Kagame Loses Court Case Against African Journalist

By Ruth Nabakwe

The Perspective
Atlanta, Georgia

June 4, 2002

Paris, France - The French High Court Tribunal Monday rejected the case filed by Rwandan President Paul Kagame and the Rwandan State against Cameroonian Journalist Charles Onana for his latest book , "Les Secrets Du Génocide Rwandais- Enquête Sur Les Mystères d'un Président" (The Secrets of the Rwandan genocide- Investigations on the Mysteries of a President).

The French Tribunal considered the defamation suit filed by the Rwandan leader and the Rwandan state against the journalist as inadmissible as the plaintiff had failed to meet the necessary legal deadline in filing the case as required under French Law.
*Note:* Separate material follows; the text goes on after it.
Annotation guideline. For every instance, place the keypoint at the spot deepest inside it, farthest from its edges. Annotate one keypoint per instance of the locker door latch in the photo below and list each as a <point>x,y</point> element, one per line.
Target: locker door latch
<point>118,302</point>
The principle under French law of 29 July 1881 concerning Press Freedom and Publications requires that a plaintiff against any given new publication takes recourse to justice within a period of three months after the publication of a book that is the subject of a court case.

But according to the French Judge Edith Dubreuil who heard the case which opened on 8 April assisted by two other judges Sylvie Menotti and Sophie Poitou the plaintiff had failed to honour the stipulated deadline of three months as the case was filed on 6 March 2002 which was Four months after the publication of the book in November 2001.
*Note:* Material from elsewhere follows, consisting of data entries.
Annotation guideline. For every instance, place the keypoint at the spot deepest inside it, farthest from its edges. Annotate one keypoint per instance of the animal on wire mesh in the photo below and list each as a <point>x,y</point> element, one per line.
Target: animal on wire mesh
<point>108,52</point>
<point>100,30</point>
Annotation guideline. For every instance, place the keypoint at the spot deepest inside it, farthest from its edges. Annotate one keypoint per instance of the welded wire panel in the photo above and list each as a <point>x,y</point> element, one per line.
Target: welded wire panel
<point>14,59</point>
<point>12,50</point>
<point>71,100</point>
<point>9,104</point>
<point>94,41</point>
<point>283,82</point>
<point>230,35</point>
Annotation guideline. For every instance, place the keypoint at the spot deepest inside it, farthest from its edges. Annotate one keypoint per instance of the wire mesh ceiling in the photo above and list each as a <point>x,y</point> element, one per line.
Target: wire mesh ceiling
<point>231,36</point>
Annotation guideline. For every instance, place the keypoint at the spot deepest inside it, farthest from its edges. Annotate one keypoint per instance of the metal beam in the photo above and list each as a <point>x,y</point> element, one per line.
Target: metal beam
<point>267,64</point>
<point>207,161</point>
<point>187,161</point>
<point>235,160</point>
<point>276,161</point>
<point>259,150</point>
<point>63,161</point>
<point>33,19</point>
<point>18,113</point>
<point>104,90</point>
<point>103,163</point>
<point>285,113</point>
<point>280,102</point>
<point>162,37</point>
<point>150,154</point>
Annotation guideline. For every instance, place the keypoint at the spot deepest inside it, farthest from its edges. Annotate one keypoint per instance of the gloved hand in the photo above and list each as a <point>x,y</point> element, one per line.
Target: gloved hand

Kagame had instituted the defamation suit claiming that he was defamed by the journalist in his new publication, which cited the Rwandan leader as the principle instigator in the shooting down of the plane carrying former Rwandan President Juvenal Habyarimana and his Burundian counterpart Cyprien Ntaryamira who both died in the plane crash.
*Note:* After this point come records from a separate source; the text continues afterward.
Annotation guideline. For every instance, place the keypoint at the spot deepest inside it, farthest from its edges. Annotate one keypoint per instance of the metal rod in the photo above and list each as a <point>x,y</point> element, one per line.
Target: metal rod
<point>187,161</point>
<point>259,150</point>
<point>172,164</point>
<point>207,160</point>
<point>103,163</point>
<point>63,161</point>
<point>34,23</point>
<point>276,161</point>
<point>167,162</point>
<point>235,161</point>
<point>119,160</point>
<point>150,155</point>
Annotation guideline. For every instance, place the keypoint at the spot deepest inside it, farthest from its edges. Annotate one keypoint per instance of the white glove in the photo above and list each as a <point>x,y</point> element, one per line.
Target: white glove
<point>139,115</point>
The Plane had been shot down in a missile attack in Kigali.

Onana's publication attacks Kagame as the lead person responsible for the Rwandan genocide as the shooting down of the plane provoked the 1994 Rwandan genocide that claimed an estimated 800,000 lives.

For Onana, President Kagame should be judged by the UN Tribunal for Rwanda in Arusha, Tanzania, for what he describes as "Kagame's uncontestable responsibility" in not only the shooting down of the Rwandan President's plane that caused his death and that of his Burundian counterpart but also his responsibility in the Rwandan genocide.

Kagame had demanded that the French court order the journalist to pay one symbolic Euro in damages and interest as well as phase out several passages in his new book that Kagame considered defamatory within a period of ten days after the judgment had been delivered - failure to which he (Onana) should pay 5000 Euros per day on each day delayed to suppress the passages considered defamatory by Kagame.